Given the experimental methods required to reliably detect synergy, thorough investigation of synergistic drug interactions in the clinic is extremely challenging. More importantly, whilst synergy is a theoretically interesting proposition and a mechanism for significantly increased efficacy, synergistic interactions are not required for effective weight loss therapies. Body weight maintenance is a highly regulated physiological process mediated by multiple redundant systems, and as such weight loss induces compensatory mechanisms which work to oppose this loss (e.g. Ochner et al. 2013). Assuming that additional weight loss achieved through drug combinations is feasible and does not significantly increase side effects, whether this increase in weight loss is achieved through an additive, synergistic, or even sub-additive interaction is of little consequence to patients so long as absolute weight loss is increased. Therefore, if a combination of lorcaserin and phentermine results in more weight loss in humans compared to either lorcaserin or phentermine alone then it will be a welcome addition to the arsenal of pharmacotherapies for weight loss, regardless of the nature of the interaction in humans.

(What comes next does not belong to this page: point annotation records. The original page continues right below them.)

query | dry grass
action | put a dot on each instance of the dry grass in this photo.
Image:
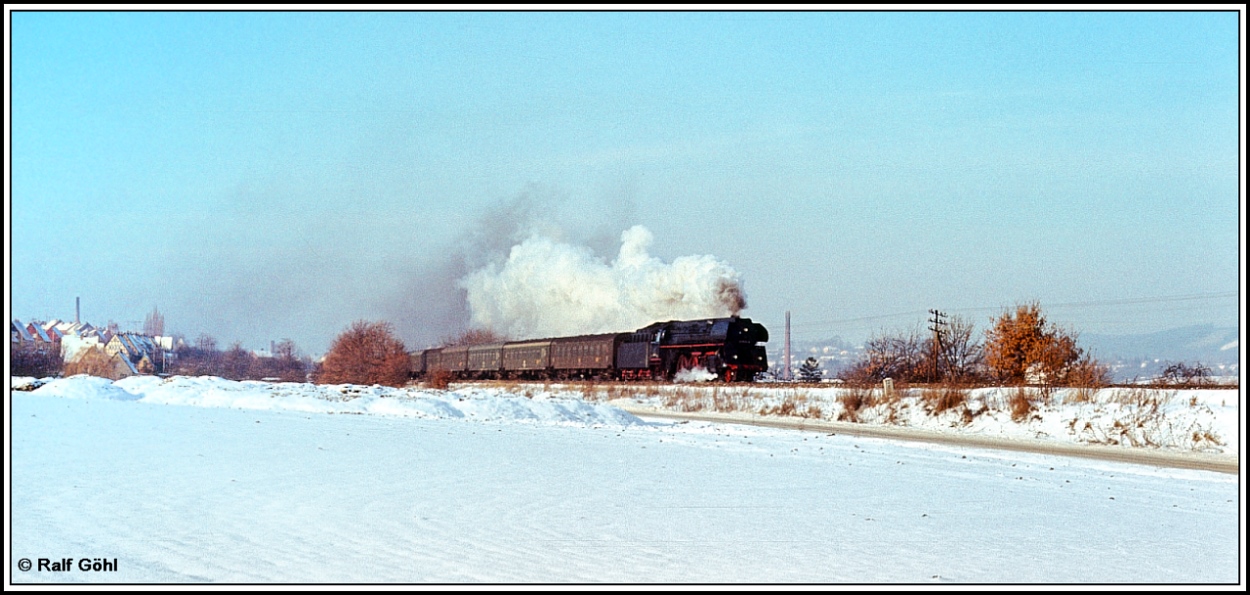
(439, 380)
(853, 400)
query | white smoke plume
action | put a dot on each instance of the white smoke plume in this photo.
(553, 289)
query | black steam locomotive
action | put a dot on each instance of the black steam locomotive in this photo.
(726, 348)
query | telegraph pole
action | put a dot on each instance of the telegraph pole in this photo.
(785, 371)
(936, 323)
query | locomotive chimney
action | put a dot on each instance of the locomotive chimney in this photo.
(785, 371)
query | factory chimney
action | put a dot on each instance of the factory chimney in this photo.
(785, 371)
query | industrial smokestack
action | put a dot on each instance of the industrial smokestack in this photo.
(785, 373)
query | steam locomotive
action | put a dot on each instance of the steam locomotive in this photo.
(726, 348)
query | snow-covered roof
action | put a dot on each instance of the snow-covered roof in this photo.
(23, 335)
(38, 331)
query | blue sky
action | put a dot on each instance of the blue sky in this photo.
(268, 175)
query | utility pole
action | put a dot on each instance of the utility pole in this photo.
(936, 323)
(785, 371)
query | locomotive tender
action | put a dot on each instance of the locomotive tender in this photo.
(728, 348)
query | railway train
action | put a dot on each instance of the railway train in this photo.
(730, 348)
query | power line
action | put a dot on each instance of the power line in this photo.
(1069, 304)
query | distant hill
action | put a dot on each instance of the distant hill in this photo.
(1208, 344)
(1130, 356)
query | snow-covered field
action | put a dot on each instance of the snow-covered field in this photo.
(206, 480)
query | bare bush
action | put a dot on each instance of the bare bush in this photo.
(366, 353)
(896, 356)
(1020, 404)
(1023, 346)
(945, 398)
(1186, 375)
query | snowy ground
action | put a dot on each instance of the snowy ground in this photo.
(205, 480)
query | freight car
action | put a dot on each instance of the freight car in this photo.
(728, 348)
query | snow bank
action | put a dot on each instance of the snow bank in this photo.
(84, 386)
(211, 391)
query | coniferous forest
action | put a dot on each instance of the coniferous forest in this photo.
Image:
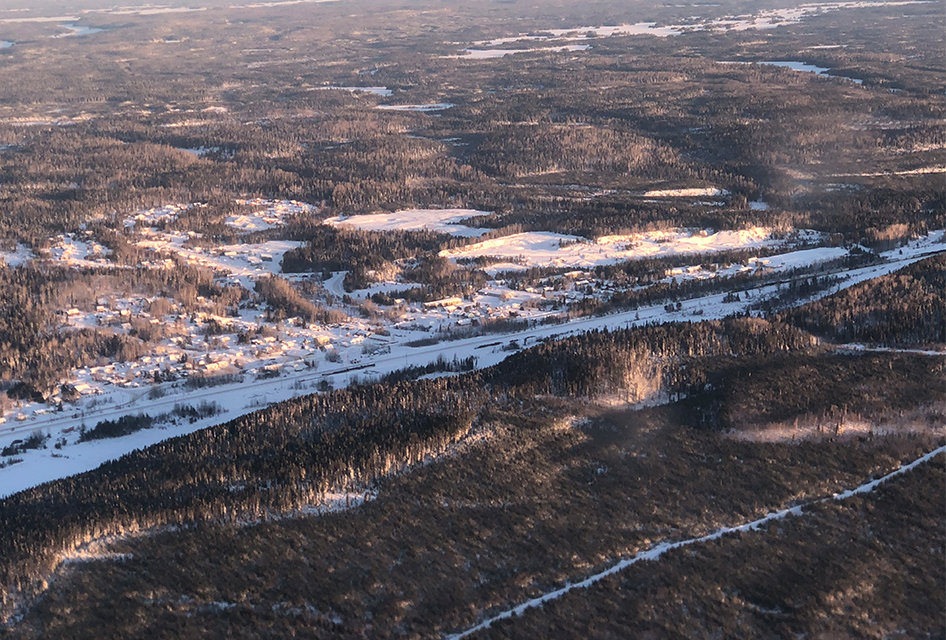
(413, 319)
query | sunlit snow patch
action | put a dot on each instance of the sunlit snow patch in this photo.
(440, 220)
(544, 249)
(424, 108)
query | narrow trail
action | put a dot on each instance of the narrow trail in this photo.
(655, 552)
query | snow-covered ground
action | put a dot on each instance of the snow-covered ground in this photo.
(583, 33)
(242, 263)
(78, 253)
(655, 552)
(690, 192)
(158, 215)
(18, 256)
(545, 249)
(384, 92)
(802, 67)
(422, 108)
(294, 358)
(269, 214)
(441, 220)
(490, 54)
(764, 19)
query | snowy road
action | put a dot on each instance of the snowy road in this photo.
(654, 553)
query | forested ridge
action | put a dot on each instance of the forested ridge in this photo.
(287, 455)
(904, 308)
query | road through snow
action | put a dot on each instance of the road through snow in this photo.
(654, 553)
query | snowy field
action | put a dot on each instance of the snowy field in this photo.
(384, 92)
(761, 20)
(440, 220)
(690, 192)
(490, 54)
(421, 108)
(545, 249)
(269, 214)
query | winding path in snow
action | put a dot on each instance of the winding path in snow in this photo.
(654, 553)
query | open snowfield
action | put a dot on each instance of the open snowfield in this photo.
(489, 54)
(78, 253)
(420, 108)
(18, 256)
(269, 214)
(384, 92)
(765, 19)
(242, 262)
(544, 249)
(691, 192)
(440, 220)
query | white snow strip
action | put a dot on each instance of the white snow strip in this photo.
(693, 192)
(489, 54)
(654, 553)
(423, 108)
(441, 220)
(21, 255)
(546, 249)
(384, 92)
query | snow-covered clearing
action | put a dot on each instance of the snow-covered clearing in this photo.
(441, 220)
(765, 19)
(905, 172)
(778, 262)
(78, 253)
(802, 67)
(77, 30)
(421, 108)
(691, 192)
(545, 249)
(158, 215)
(489, 54)
(384, 92)
(654, 553)
(269, 215)
(197, 152)
(240, 262)
(584, 33)
(21, 255)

To summarize, these data suggest that when central drug concentrations are taken into account, interactions between phentermine, dexfenfluramine, and other 5-HT2C agonists are dose-additive when measuring inhibition of food intake in the rat. This analysis suggests that in order to investigate the nature of synergistic interactions properly, an understanding of the pharmacokinetic properties of compounds alone and in combination is essential.